As a parent, as a professional, as a volunteer, as a coach, actually in just about every kind of situation I find myself in, I am confronted all the time with vivid examples of when things go wrong and there’s an immediate rush to abdicate any and all responsibility for the failure or dysfunction. People are so scared that it might be their fault that they sprint to excuse-making without any self-reflection.
Listen, I’m sure I’m guilty of it, too, but I always try very hard to listen and reflect when something gets screwed up. And as I remind my children, my colleagues, and my friends, at the end of the day, when something goes wrong and I’m in charge, the responsibility can only fall onto one person -me- and the process of owning that, and saying that, is exceptionally powerful.
What’s enlightening is that it actually isn’t hard to acknowledge that the buck stops with you, but it’s amazing how many people refuse to own their responsibility when things don’t go their way. From kids I coach, to people who I work with, to friends who get frustrated with life’s situations, there is so often an immediate instinct to find the quickest excuse at hand to explain why something didn’t happen the way it was supposed to.

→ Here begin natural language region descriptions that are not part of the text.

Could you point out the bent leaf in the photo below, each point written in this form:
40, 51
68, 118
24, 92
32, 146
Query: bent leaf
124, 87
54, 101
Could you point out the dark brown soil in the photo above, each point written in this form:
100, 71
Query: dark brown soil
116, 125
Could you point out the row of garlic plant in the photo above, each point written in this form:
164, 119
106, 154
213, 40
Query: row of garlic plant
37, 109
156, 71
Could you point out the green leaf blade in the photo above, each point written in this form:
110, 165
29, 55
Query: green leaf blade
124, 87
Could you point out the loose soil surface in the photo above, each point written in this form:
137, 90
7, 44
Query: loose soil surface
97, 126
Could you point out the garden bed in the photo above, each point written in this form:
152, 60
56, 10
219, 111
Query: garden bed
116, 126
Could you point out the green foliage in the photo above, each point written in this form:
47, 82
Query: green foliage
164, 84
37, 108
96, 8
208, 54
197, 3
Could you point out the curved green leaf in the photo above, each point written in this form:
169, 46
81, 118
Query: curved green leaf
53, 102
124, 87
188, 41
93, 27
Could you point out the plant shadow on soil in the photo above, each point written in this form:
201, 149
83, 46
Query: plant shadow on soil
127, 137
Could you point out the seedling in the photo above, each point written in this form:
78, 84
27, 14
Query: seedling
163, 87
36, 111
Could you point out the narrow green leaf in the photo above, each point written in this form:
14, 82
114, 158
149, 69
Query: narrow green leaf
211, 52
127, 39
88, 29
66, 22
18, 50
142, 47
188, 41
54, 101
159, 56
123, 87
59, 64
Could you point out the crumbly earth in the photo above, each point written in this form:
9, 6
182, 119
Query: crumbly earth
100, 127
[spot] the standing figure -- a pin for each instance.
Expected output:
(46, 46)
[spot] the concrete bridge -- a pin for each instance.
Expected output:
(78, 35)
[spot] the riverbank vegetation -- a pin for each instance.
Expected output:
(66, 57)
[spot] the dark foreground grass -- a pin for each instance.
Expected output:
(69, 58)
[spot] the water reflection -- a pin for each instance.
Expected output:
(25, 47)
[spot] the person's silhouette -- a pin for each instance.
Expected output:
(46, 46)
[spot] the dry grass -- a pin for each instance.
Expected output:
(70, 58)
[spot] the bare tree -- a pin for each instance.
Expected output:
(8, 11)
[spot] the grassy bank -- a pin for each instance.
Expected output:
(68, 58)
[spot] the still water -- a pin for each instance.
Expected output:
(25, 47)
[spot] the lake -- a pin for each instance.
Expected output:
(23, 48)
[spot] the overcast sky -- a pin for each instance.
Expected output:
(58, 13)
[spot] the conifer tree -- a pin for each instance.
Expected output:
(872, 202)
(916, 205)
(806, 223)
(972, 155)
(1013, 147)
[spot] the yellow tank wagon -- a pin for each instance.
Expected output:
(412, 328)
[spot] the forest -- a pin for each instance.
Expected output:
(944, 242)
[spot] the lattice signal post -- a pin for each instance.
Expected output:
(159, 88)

Beyond my own life, though, it’s laughable how in areas like professional sports, the level of excuse-making and degree to which players and teams do not take responsibility for their actions or lack of performance has gotten absolutely out of hand.
Lose to Patriots? Blame the rules. Blame the formations. Blame the game balls. Blame the headsets. Blame everyone except yourself. It is getting borderline hysterical. Actually, it’s beyond that. It’s now approaching paranoia and delusion. But I’m preaching to the choir here.
Don’t pitch well? Blame the umpires. Lament the handful of pitches that you didn’t execute and got hit 450 feet to deep center. Eat fried chicken and beer and then shrug off your historic collapse. Whatever you do, don’t accept an iota of responsibility.
Luckily, if you’re one of those people who are interested in taking responsibility, it’s your time of year- the High Holidays are coming and we are about to embark on a 10-day tour through repentance, owning our mistakes, and holding ourselves accountable for our actions. As we get ready for the Ten Days of Awe, the scaffolding for the introspection, forgiveness-seeking, and soul-baring is supremely helpful in getting all of us to move past our defensive tendencies and self-preservation tactics and towards a place where we acknowledge, publicly and loudly, a litany of our shortcomings and failures. It is at once a process that is humbling and affirming, risky and inspiring, but the beauty of it is that if you really buy into it, it is invigorating and cleansing.
As we make our final preparations for the upcoming holidays, I encourage everyone to dig deep, own your shortcomings, embrace your strengths, and find comfort with your community. At the same time, celebrate the fact that in a world gone mad, Jews continue to remind ourselves every year how at the end of the day, perhaps the most important thing we can do is take responsibility.
It’s something that a lot of people could learn from.
Including the Steelers. And Colts. And Ravens.